The United States Senate approved legislation to posthumously grant the Congressional Gold Medal to Emmett Till and his mother, Mamie Till-Mobley.
In 1955, Emmett Till — a 14-year-old African-American — was accused of whistling at a white woman at a grocery store in Mississippi. In response, the woman’s husband and brother-in-law kidnapped, tortured, and murdered Till, disposing of his body in the Tallahatchie River. In order to draw attention to the injustice enabled by Jim Crow segregation, Mamie Till-Mobley insisted on an open casket funeral.
Sen. Cory Booker (D-NJ) — who proposed the legislation to give Till and his mother the nation’s highest civilian honor — celebrated its passage.
“At the age of 14, Emmett Till was abducted and lynched at the hands of white supremacists.
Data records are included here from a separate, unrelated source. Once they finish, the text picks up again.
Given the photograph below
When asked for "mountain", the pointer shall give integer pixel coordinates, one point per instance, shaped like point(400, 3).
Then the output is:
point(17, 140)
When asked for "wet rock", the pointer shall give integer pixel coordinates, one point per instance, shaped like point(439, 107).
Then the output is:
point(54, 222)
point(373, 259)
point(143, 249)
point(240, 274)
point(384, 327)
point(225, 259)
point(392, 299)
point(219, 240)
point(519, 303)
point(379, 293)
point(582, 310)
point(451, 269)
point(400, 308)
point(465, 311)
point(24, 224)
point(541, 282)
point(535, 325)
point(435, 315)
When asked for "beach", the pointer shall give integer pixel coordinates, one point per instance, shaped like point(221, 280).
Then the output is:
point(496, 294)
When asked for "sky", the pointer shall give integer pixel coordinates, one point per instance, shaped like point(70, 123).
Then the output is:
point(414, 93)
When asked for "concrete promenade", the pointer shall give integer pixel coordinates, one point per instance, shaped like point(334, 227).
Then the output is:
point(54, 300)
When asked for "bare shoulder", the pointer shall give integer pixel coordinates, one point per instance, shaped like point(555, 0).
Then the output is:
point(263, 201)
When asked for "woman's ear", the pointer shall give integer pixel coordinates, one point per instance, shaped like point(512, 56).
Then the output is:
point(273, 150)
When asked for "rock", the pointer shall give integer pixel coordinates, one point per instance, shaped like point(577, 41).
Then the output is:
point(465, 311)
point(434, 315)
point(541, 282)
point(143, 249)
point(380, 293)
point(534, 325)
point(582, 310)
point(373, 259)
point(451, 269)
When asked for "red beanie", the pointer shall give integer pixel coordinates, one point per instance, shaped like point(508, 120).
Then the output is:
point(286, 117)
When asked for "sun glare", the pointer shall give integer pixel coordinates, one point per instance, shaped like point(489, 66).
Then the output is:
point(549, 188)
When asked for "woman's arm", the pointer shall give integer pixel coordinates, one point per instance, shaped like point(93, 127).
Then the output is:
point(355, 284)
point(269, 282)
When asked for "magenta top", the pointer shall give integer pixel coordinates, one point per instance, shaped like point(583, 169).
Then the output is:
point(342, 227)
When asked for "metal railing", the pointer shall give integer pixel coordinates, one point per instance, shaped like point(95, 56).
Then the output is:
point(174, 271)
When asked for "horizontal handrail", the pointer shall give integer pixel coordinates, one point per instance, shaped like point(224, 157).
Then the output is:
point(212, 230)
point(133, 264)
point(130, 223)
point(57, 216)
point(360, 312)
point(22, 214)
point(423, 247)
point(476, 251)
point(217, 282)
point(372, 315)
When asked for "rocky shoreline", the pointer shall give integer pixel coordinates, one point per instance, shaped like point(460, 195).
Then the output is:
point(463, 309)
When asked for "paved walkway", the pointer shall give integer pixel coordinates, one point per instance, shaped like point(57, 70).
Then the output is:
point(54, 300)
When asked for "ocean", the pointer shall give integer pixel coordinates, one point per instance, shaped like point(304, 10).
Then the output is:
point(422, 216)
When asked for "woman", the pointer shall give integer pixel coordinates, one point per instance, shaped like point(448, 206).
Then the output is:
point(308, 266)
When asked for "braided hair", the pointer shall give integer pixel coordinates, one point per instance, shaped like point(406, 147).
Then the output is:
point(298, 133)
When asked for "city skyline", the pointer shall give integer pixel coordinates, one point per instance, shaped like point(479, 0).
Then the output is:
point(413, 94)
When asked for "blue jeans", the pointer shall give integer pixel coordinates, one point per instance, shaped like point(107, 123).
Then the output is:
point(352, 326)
His gruesome murder still serves as a solemn reminder of the terror and violence experienced by Black Americans throughout our nation’s history,” he said in a statement. “The courage and activism demonstrated by Emmett’s mother, Mamie Till-Mobley, in displaying to the world the brutality endured by her son helped awaken the nation’s conscience, forcing America to reckon with its failure to address racism and the glaring injustices that stem from such hatred.”
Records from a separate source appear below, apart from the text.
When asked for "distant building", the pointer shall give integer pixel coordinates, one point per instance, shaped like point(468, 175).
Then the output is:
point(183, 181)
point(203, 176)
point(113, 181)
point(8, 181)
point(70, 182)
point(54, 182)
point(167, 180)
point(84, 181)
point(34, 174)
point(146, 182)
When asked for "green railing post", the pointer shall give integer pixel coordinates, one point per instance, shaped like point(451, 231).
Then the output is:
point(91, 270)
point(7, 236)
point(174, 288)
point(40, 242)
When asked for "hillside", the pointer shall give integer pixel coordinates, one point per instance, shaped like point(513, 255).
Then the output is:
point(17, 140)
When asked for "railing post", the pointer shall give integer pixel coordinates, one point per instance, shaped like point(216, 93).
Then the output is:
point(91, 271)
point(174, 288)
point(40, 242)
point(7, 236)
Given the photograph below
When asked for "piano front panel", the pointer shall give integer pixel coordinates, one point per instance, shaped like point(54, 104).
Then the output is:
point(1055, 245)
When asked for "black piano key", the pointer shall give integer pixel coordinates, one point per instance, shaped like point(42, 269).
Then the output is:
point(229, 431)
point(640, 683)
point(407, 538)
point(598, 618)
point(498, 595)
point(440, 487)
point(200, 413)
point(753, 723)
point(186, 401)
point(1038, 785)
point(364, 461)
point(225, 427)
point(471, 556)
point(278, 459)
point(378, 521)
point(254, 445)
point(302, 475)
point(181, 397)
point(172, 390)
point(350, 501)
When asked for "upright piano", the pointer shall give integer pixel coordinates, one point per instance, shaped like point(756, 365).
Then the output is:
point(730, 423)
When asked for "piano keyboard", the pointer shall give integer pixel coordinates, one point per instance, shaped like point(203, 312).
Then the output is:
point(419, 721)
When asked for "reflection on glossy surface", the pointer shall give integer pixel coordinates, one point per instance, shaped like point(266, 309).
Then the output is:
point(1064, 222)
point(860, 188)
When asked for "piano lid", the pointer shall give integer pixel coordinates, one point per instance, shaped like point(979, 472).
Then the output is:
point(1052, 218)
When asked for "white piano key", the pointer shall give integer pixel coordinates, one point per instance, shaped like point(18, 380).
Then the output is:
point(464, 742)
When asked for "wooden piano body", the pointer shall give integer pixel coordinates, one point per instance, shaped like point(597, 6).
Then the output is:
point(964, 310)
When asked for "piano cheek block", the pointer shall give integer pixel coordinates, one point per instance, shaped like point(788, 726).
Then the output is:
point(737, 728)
“More than six decades after his murder, I am proud to see the Senate pass long-overdue legislation that would award the Congressional Gold Medal to both Emmett and Mamie Till-Mobley in recognition of their profound contributions to our nation,” he continued.
Last month, federal officials closed the cold-case re-investigation of Till’s murder, stating that it could not substantiate a claim that a witness in the Till case recanted her testimony.
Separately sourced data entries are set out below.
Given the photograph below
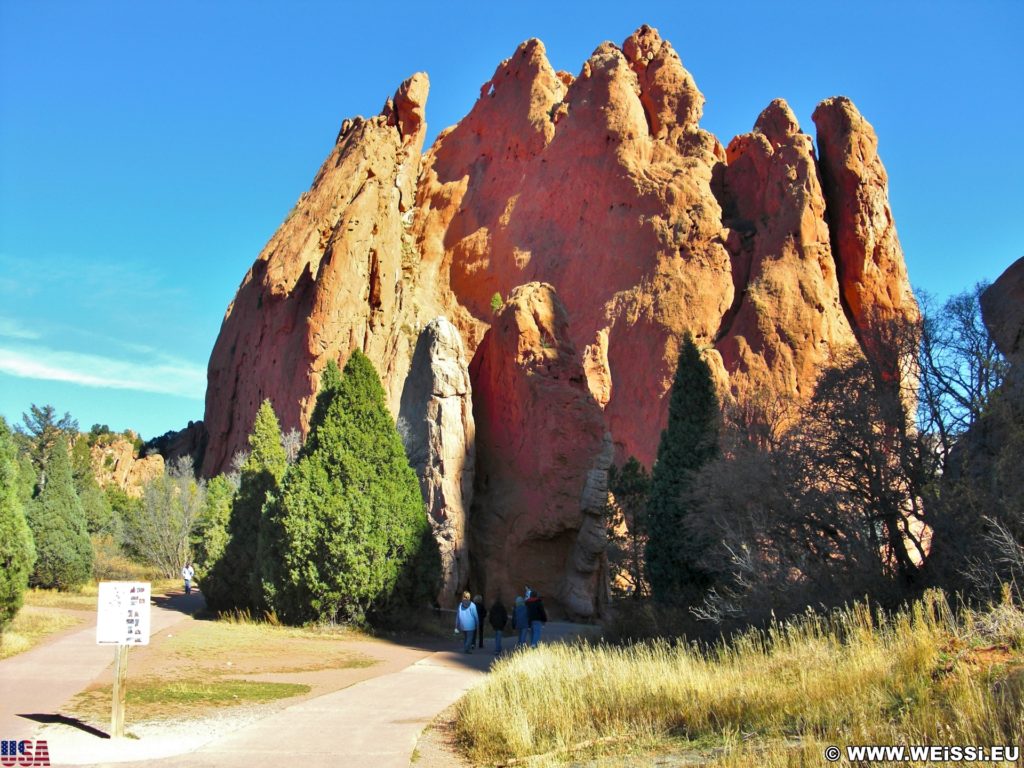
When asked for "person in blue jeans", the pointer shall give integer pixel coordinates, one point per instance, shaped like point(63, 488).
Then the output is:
point(519, 621)
point(536, 615)
point(499, 617)
point(465, 622)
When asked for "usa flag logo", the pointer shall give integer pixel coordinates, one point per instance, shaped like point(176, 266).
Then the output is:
point(24, 753)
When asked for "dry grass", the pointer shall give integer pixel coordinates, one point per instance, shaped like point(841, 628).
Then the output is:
point(85, 597)
point(197, 668)
point(766, 697)
point(157, 699)
point(31, 627)
point(254, 647)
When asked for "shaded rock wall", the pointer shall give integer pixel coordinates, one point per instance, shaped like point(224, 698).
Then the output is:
point(609, 223)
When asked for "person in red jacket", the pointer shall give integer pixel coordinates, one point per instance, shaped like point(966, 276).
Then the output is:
point(537, 616)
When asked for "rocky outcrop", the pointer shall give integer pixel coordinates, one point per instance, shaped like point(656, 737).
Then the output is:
point(871, 271)
point(608, 223)
point(436, 425)
point(540, 433)
point(601, 188)
point(116, 463)
point(330, 281)
point(185, 443)
point(788, 320)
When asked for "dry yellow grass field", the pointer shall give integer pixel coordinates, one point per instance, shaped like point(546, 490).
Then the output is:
point(923, 676)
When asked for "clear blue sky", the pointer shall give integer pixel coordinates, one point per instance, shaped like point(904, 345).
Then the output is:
point(148, 150)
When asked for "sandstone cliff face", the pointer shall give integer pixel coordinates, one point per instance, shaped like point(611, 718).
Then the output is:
point(115, 463)
point(539, 434)
point(872, 273)
point(610, 223)
point(436, 425)
point(330, 281)
point(1003, 309)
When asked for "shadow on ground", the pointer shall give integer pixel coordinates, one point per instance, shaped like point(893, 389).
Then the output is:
point(65, 720)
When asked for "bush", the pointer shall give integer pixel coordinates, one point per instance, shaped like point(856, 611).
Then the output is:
point(349, 517)
point(64, 554)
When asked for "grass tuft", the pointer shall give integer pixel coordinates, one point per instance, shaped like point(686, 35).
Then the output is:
point(31, 627)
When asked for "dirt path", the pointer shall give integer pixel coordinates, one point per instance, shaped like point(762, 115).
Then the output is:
point(35, 685)
point(375, 719)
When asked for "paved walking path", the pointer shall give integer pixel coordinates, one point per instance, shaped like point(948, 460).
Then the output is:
point(373, 723)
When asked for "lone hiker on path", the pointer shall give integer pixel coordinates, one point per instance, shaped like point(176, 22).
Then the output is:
point(187, 573)
point(537, 615)
point(481, 613)
point(465, 622)
point(519, 620)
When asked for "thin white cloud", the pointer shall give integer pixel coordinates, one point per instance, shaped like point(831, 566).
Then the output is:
point(11, 329)
point(162, 374)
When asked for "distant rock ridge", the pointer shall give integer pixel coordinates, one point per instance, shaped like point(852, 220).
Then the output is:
point(608, 223)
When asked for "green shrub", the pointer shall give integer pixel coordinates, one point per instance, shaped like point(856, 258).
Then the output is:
point(16, 551)
point(349, 518)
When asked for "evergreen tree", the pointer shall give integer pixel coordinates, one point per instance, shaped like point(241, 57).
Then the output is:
point(687, 443)
point(210, 535)
point(16, 550)
point(64, 554)
point(233, 582)
point(348, 526)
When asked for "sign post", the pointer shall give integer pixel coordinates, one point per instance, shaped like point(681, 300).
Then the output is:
point(123, 621)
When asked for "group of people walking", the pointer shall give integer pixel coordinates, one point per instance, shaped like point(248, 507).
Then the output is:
point(527, 620)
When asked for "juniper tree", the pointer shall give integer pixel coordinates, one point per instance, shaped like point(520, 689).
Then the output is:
point(687, 443)
point(233, 583)
point(64, 553)
point(349, 520)
point(16, 550)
“In early 2017, new information emerged suggesting that the woman may have confessed to a professor, who later wrote a book about Till’s murder, that the account she provided to the state court in 1955 was untrue,” a Department of Justice press release explained. “Specifically, the professor asserted that, during a 2008 interview with the woman, she handed him a transcript of her sworn 1955 testimony and said, ‘[t]hat part’s not true.’ If credible, the professor’s assertion suggests that the woman lied in state court and confessed to having done so.”
“The alleged recantation raised questions about whether the woman would be willing to acknowledge to federal authorities that her prior versions of events had been untruthful and whether she now would provide new and accurate information relating to the abduction and murder of Till,” the statement continued. “The woman however, when asked about the alleged recantation, denied to the FBI that she ever recanted her testimony and provided no information beyond what was uncovered during the previous federal investigation. Although lying to the FBI is a federal offense, there is insufficient evidence to prove beyond a reasonable doubt that she lied to the FBI when she denied having recanted to the professor.”
“There is insufficient evidence to prove that she ever told the professor that any part of her testimony was untrue,” the agency added. “Although the professor represented that he had recorded two interviews with her, he provided the FBI with only one recording, which did not contain any recantation. In addition, although an assistant transcribed the two recordings, neither transcript contained the alleged recantation. The professor also provided inconsistent explanations about whether the missing recording included the alleged recantation or whether, instead, the woman made the key admission before he began recording the interview.”